In some studies, desflurane showed relatively conserved vascular resistance compared to sevoflurane [32]. In other studies, desflurane has shown more vasodilatory effect among inhalational anesthetics [1114]. Although no differences were observed in oxygenation between sevoflurane and propofol anesthesia during OLV in several previous studies [810], desflurane, even as balanced anesthesia, showed more impaired oxygenation during OLV compared with propofol anesthesia in the present study. However, we did not compare the two popular inhales, sevoflurane vs. desflurane, in the present trial. Further studies are required for comparison of effects of two commonly used volatile anesthetics.
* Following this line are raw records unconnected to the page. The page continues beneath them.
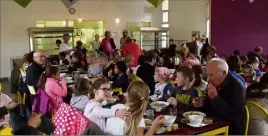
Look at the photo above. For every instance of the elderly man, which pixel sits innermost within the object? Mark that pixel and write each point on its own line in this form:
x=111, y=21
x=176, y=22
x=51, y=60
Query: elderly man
x=36, y=69
x=225, y=96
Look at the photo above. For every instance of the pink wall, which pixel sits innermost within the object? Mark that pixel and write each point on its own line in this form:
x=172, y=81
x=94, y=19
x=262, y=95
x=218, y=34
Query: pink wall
x=239, y=25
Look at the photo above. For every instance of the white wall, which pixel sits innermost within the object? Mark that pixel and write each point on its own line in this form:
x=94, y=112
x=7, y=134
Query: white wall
x=186, y=16
x=15, y=20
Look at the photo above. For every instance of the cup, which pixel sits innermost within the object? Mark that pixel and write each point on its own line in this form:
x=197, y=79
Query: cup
x=150, y=114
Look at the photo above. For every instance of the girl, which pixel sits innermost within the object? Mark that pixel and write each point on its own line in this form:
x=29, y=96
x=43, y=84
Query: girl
x=54, y=86
x=77, y=63
x=94, y=68
x=120, y=79
x=161, y=77
x=184, y=93
x=199, y=83
x=94, y=111
x=136, y=103
x=81, y=96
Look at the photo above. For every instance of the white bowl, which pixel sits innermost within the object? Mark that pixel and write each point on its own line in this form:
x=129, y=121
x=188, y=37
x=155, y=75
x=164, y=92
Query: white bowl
x=169, y=120
x=196, y=119
x=154, y=98
x=68, y=78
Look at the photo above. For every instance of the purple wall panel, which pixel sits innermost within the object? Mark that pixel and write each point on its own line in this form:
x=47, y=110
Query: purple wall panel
x=239, y=25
The following limitations should be considered when interpreting our results. First, we did not measure the pulmonary shunt fraction, perfusion or the extent of pulmonary vasoconstriction in each isolated lung during surgery, which could have explained the effects of the anesthetic on pulmonary circulation, arteriovenous shunt fraction, or the degree of ventilation/perfusion mismatch. Therefore, it is difficult to conclude that there were any effects of the anesthetics on the role of HPV during OLV from these results. Second, we did not fix the dose of desflurane, propofol, or remifentanil during this study. Instead, they were titrated by attending anesthesiologists in charge according to anesthetic depth (BIS) or hemodynamic values. Therefore, our results do not reflect the effect of any specific anesthetic dose. Third, although we fixed FIO2 at 1.0 during OLV in both groups, minimal loss of inspired oxygen in the desflurane group was inevitable due to the volume of inhaled anesthetic. However, the present anesthetic protocol was based on the general practice of the institution. Thus, these results should be interpreted in the context of a thoracic surgery anesthesia practice using inhalational and/or intravenous anesthetics. The FIO2 or concentration of inhalational anesthetics could be adjusted according to the clinical setting. Fourth, the cardiac index used in this study was calculated based on non-externally calibrated pulse contour analysis, which may be less precise than pulmonary or transpulmonary thermodilution methods. Therefore, this may have obscured the interpretation of the effects of cardiac output on HPV. Finally, the dose of desflurane administered during the study was 1.0–1.1 MAC. This dosage may seem rather high for a balanced anesthesia protocol, reflecting the lower MAP and less use of remifentanil in the desflurane group compared to those in the propofol group. However, in real clinical situation, anesthesiologist continuously changes the dose of anesthetics according to the patient’s responses, and we believe that the results of our study may be more useful in the clinical practice.